Pour Peter, des travailleurs frontaliers pourraient prendre le train si le réseau et les horaires s’y adaptent. “Il y a le potentiel ferroviaire qui existe, il y a l’infrastructure. Il manque juste le matériel roulant et la bonne volonté des politiques pour faire quelque chose” estime Peter Vereecken.
Interrogé il y a quelques jours par France 3 Franche-Comté, Michel Neugnot (PS), vice-président de la région Bourgogne-Franche-Comté, notamment en charge des mobilités explique que la région fait tout ce qu’elle peut pour améliorer les déplacements de frontaliers. "Mais les lignes que pointent les frontaliers sont régies par les accords franco-suisses. Nous sommes tenus de travailler avec le réseau ferroviaire suisse, qui n'a pas le même fonctionnement que nous". Pour la ligne Vallorbe ou Les Longevilles, de futurs aménagements ne sont pas d'actualité, indique l’élu.

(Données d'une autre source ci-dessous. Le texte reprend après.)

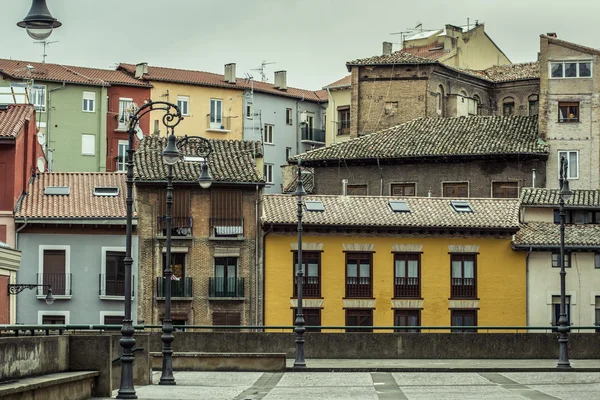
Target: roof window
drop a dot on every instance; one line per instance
(314, 205)
(461, 206)
(57, 190)
(398, 206)
(106, 191)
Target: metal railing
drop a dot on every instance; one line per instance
(225, 287)
(179, 288)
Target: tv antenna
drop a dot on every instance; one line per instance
(46, 44)
(262, 68)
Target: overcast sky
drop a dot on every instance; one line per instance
(311, 39)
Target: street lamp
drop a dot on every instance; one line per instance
(563, 327)
(198, 147)
(171, 118)
(39, 23)
(19, 287)
(299, 329)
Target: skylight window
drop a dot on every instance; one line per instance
(398, 206)
(106, 191)
(57, 190)
(314, 205)
(461, 206)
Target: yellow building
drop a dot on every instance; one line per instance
(383, 261)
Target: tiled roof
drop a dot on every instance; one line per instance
(65, 73)
(230, 161)
(440, 137)
(81, 201)
(202, 78)
(368, 211)
(536, 197)
(547, 234)
(13, 119)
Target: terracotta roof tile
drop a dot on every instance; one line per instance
(368, 211)
(81, 201)
(202, 78)
(65, 73)
(231, 161)
(13, 119)
(440, 137)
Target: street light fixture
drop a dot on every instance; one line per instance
(563, 326)
(199, 147)
(39, 23)
(299, 329)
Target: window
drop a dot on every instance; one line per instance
(88, 144)
(343, 120)
(268, 134)
(216, 113)
(407, 282)
(358, 275)
(312, 317)
(311, 268)
(407, 318)
(572, 163)
(356, 190)
(504, 190)
(89, 101)
(183, 102)
(571, 69)
(122, 155)
(359, 317)
(463, 281)
(464, 318)
(568, 111)
(556, 260)
(456, 189)
(403, 189)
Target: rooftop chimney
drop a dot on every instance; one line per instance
(280, 80)
(387, 48)
(140, 70)
(229, 73)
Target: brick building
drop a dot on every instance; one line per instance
(215, 240)
(478, 156)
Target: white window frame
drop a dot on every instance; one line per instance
(84, 151)
(66, 314)
(184, 101)
(89, 102)
(569, 171)
(67, 250)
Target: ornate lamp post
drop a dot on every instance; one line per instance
(198, 147)
(563, 324)
(39, 23)
(299, 329)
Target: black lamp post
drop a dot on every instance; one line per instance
(198, 147)
(171, 118)
(563, 324)
(39, 23)
(299, 329)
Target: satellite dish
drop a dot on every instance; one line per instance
(41, 163)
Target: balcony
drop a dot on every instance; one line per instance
(311, 286)
(358, 287)
(179, 288)
(60, 283)
(228, 288)
(313, 135)
(463, 288)
(406, 287)
(227, 228)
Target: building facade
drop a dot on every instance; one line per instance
(383, 261)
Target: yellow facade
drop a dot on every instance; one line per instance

Des collectifs pour faire bouger les choses
Michaël Schoepf est l’auteur de “La Lettre Ouverte de Travailleurs Frontaliers”, une lettre à l'intitulé clair et net : "appel pour repenser les transports transfrontaliers du Haut-Doubs". Il veut espérer, mais sait que le dossier est compliqué. “Notre travail aujourd’hui c’est de recenser toutes les énergies positives, les gens qui en coulisses se posent les questions ou ont peut-être déjà des pistes de réponses, les trains, les parkings de covoiturage, des choses pour le vélo. On sait très bien que ce ne sera pas pour demain, mais on espère que dans 15 à 20 ans, notre investissement aura eu un impact”.

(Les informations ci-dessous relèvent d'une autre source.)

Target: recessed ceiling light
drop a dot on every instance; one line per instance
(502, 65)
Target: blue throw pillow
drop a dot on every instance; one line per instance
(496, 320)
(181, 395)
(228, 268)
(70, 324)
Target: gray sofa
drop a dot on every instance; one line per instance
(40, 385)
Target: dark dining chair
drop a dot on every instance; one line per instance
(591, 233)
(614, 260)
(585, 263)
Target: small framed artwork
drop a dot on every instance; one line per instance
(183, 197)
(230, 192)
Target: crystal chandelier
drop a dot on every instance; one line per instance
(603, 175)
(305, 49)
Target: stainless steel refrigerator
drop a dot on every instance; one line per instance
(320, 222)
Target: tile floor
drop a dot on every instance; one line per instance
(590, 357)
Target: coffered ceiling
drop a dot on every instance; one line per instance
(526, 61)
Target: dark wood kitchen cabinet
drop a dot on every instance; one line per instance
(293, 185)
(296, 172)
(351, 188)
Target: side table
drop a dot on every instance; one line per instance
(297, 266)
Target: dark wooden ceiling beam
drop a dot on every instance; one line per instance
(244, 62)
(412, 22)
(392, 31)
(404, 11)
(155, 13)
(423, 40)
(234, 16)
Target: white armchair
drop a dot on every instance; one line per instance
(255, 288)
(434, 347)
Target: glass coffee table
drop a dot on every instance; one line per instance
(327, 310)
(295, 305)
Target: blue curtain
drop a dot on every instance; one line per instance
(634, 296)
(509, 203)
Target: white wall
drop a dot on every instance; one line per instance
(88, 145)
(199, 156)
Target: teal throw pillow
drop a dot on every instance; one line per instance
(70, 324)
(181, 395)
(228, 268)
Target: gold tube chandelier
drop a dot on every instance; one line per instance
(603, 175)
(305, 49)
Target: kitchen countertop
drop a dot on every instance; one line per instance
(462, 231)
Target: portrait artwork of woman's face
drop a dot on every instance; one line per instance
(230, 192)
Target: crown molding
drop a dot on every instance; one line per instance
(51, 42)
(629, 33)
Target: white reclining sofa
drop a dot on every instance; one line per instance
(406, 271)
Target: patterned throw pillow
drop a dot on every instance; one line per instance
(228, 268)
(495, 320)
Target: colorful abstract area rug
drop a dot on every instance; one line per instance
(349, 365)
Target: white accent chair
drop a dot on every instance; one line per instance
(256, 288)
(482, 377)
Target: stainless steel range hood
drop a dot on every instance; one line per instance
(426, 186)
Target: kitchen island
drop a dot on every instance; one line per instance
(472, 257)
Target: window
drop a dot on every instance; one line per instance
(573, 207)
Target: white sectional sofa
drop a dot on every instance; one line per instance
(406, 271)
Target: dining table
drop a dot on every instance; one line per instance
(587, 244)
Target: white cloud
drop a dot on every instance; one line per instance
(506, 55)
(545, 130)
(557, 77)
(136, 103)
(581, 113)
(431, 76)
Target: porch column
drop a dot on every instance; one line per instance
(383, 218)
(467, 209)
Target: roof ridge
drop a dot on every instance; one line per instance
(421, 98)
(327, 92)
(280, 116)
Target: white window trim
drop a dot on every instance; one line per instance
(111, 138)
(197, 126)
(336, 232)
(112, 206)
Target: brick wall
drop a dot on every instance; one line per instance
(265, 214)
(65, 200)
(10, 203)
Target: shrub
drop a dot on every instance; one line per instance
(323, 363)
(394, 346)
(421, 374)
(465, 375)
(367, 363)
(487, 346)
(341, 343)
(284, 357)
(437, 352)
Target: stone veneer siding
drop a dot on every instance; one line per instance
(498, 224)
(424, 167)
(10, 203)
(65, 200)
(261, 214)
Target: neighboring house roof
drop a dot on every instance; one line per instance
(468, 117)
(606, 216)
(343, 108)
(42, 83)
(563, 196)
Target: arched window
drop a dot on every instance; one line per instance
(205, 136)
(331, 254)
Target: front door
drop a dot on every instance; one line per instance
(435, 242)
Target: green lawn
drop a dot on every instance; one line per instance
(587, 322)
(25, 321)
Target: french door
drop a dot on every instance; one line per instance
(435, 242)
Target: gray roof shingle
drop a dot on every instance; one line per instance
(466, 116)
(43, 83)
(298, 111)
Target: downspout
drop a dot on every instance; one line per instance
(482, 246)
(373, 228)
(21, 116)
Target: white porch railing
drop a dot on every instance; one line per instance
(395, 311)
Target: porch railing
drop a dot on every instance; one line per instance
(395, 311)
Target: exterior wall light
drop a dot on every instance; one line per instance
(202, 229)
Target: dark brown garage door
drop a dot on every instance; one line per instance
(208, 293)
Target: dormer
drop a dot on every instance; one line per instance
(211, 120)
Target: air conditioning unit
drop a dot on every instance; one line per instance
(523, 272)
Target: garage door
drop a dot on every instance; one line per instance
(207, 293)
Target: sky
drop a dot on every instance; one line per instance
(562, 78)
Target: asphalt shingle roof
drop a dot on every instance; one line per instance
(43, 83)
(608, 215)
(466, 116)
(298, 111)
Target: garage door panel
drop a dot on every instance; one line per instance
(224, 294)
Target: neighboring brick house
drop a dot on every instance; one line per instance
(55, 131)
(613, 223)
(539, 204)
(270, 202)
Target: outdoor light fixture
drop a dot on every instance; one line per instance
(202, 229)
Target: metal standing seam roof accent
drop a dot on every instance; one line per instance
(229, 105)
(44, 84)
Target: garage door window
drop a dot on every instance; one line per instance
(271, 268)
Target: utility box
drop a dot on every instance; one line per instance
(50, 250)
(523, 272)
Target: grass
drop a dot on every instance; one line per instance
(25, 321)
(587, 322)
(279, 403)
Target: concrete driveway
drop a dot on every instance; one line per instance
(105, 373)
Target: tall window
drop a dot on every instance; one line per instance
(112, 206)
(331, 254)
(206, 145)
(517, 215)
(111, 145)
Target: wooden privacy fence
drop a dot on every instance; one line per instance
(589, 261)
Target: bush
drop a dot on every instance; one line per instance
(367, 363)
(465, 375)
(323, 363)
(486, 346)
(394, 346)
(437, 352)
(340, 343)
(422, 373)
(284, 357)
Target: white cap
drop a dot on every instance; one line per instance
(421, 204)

Mickaël Schoepf invite toute personne se sentant concernée par cette problématique des transports vers la Suisse à prendre contact avec lui par mail à cette adresse : hautdoubsfautquecaroule@gmail.com
Des frontaliers de plus en plus nombreux
Améliorer les flux de travailleurs entre la France et la suisse, sera un enjeu majeur ces prochaines années. Le nombre de frontaliers reste en constante progression dans le Doubs, + 24 % en 5 ans.
Un phénomène qui s’observe aussi du côté du bassin de Genève. “+ 10% depuis le début de l’année sur le secteur de Genève. La démographie n’est pas bonne au niveau de la Suisse. Les “boomers” partent en retraite. Ces migrations du travail sont donc nécessaires. Des frontaliers historiques aussi quittent le monde du travail, une nouvelle génération arrive, et elle arrive de plus loin, Lille, Bordeaux, Marseille” précisait le 24 octobre 2024 Thomas Fischer, directeur du groupement transfrontalier européen.
La Suisse eldorado des salaires, à condition d’en payer le prix fort. Des heures, de longues heures sur la route.